The Death Valley finale of Greed (1925)

The Death Valley finale of Greed (1925)

  • Born:  1885
  • Died:  1957
  • Rank:  54
  • Score:  570.10
  • Feature Films:  8
  • Best:  Greed
  • Worst:  The Wedding March

Feature Films (ranked):

  1. Greed – 1925
  2. Foolish Wives – 1922
  3. Queen Kelly – 1929
  4. Blind Husbands – 1919
  5. The Merry Widow – 1925
  6. The Wedding March – 1928

Top 10 Best Director Finishes (Nighthawk Awards):

  • pre-1927 – 2nd – Greed
  • pre-1927 – 7th – Foolish Wives
  • 1928-29 – 7th – The Wedding March
  • 1985 – 9th – Queen Kelly

“So I was just running up the stairs, and I say ‘Good God, this is fantastic, you know – that little I . . . that I should be directing you now, directing the great Stroheim!  You were ten years ahead of all of us – ten years ahead of the industry!’  And he looked at me and said, ‘Twenty.’ ”

Billy Wilder in Conversations with Wilder – page 267

Before there was Orson Welles, there was Erich von Stroheim.  This is not hyperbole.  Stroheim was the first great actor-director-writer.  He had immense talent and clear knowledge of his genius.  Then, Hollywood, which has had a hard time recognizing genius, started destroying his films.  Greed, the single greatest American film of the silent era was cut massively down in the same way that The Magnificent Ambersons was.  Yet, in spite of what was done to it, and the possibilities for what could have been, the sheer genius shines through.  Stroheim waged wars with his films, using huge budgets and losing plenty of money, but to those appreciate art, it was worth it.  But eventually, the studios couldn’t deal with it and Stroheim found himself working for Joseph Kennedy making Queen Kelly with the great star Gloria Swanson.  Then the film was taken away and then it was never completely finished.  Parts of it were used in the screening scenes in Sunset Boulevard, a film that finally made perfect use of Stroheim’s acting ability and played off his talent as a director (Wilder mentions in the book that the idea of Max writing the letters was Stroheim’s).  That was why Queen Kelly is listed for 1985 – it’s when it finally got a theater release.
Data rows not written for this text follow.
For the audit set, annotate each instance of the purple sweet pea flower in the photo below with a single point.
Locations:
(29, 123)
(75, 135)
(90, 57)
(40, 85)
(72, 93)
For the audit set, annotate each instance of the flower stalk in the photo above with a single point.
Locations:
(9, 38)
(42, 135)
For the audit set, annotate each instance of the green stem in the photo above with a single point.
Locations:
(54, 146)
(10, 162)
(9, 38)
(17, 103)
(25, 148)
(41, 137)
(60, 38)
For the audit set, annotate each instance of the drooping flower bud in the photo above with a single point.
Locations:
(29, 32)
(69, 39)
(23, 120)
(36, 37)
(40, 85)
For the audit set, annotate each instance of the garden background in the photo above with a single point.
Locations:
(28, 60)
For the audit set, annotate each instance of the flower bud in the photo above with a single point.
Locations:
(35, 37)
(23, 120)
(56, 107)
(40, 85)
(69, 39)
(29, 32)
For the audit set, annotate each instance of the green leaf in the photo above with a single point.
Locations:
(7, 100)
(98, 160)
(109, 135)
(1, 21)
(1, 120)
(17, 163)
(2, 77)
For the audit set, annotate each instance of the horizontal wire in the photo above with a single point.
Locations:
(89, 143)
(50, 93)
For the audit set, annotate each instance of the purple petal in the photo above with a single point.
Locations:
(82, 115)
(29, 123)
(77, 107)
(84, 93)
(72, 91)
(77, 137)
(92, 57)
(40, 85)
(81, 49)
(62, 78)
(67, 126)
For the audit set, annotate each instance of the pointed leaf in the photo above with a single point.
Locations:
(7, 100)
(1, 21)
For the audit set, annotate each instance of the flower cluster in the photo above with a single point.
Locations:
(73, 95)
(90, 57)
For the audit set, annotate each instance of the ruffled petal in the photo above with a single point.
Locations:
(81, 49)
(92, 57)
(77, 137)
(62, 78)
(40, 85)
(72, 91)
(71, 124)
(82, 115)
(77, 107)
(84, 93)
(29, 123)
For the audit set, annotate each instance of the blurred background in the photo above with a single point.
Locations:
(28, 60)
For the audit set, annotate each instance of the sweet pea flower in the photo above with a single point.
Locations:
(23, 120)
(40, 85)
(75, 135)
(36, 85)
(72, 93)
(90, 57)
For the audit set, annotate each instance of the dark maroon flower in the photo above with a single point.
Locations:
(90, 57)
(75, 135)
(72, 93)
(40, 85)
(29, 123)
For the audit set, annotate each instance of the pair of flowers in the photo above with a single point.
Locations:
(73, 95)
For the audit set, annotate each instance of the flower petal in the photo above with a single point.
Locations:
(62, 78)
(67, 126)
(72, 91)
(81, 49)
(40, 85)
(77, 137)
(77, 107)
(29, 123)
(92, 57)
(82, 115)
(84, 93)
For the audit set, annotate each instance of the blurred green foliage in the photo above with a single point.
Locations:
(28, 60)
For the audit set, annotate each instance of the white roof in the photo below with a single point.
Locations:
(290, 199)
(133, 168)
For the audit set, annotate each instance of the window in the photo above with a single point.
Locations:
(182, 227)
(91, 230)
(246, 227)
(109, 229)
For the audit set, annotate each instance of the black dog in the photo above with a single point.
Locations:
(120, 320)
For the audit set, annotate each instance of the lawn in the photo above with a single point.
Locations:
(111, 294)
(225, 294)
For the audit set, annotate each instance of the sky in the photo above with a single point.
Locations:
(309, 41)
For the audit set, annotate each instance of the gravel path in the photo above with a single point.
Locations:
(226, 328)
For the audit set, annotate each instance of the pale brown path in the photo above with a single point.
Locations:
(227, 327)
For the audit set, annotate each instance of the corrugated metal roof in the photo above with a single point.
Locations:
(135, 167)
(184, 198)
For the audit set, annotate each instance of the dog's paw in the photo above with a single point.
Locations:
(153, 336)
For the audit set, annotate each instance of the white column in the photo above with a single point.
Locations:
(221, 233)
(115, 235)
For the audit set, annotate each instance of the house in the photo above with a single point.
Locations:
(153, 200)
And why are there only 8 films listed for Stroheim (and only 6 ranked) when the IMdB lists 12?  Because one was taken away from him, three were uncredited and for the most part, unconfirmed and two of them (The Devil’s Passkey and The Honeymoon) have been completely lost.  And why the pre-1927?  Because I base all my awards on Academy Awards eligibility and thus group all the films from before the Oscars into one year.

Greed – #2 film of pre-1927

I was asked recently by a friend if I had ever read McTeague.  I have, and I highly recommend it (because it’s from 1899, it got missed in my 20th Century novels list), but I also mentioned that the best American film of the silent era was based on the novel.

Although, to say that Greed is based on McTeague is like saying that Van Sant’s remake of Psycho is based on the original.  In Greed, Stroheim took every single scene in the novel and not only filmed them, but actually went to the various places where they were set (Norris’ novel is amazing in its detail of San Francisco, and then, Death Valley) and filmed there.  It was the first all location film.

Greed originally ran 9 hours in length and at the time, included the entire book.  It was shown once to reporters (to rave reviews) and then shortened.  From the original 42 reels, eventually it was reduced to 9 reels and that is the version that exists today.  Stroheim  himself cut a  version that was 24 reels (about 5 hours).  It is tragic what was lost when that film was destroyed (and it was destroyed – the reels were melted down for their silver nitrate).

Greed is amazing for every aspect of its film making.  There is the historical aspect – not just the cutting of it, but the fact that it was the first film from MGM and the stories about the shoot out in Death Valley and using ice to cool the cameras.  There is the literary aspect – one of the best versions of a great novel ever put on screen – keeping all of it, including the brutal ending.  There is the cinematic aspect – the amazing use of interiors and location shooting, the brilliant cinematography.  Then of course there is the direction.  When Greed was made, Chaplin had yet to make a great film (his The Gold Rush would come later), and Stroheim was the single greatest director in the world.  Then Hollywood crushed him and he turned to acting (again, proving his talent with great performances in Grand Illusion, Five Graves to Cairo and Sunset Boulevard).  But we can only imagine what was lost – both in Greed and in cinema history.